Es entonces cuando mi jirafita aparece aun venido de la nada, recorriéndose más de cincuenta kilómetros en tiempo record a altas horas de la noche en un día cualquiera, con tal de abrazarme y brindarme su “paraguas” contra esa llovizna pesada y angustiosa a la que le dio por aparecer y enturbiar mi felicidad.
La jirafa tiene un don especial para tranquilizarme, una paciencia que abarca incluso más de lo que vista alcanza y una sabiduría que aporta la vida y que no se encuentra en los libros.
A diferencia de esta princesa, mi cuadrúpedo gigante favorito si sabe por dónde atajar para desviarse de la tormenta y alcanzar un claro. Me coge de la mano y con dulce dedicación me saca de allí…
Es curioso imaginarse a esta princesa en apuros esperando a su caballero, y que dicho caballero sea la expresión humana de una jirafa sonrosada, muy dispuesto a rescatarme con su “paraguas” por lanza.
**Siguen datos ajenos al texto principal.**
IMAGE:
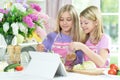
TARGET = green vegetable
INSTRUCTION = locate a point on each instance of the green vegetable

Pero ciertamente así es, porque en este cuento mío los dragones son chaparrones emocionales y mi príncipe querido es una jirafita con alma de genio y corazón de músico.
Y cómo en todos los cuentos aquí también hubo un final feliz, con esta princesa abrazada a su jirafa escuchando como la tormenta se disipaba por obra y gracia de su bendito “paraguas”.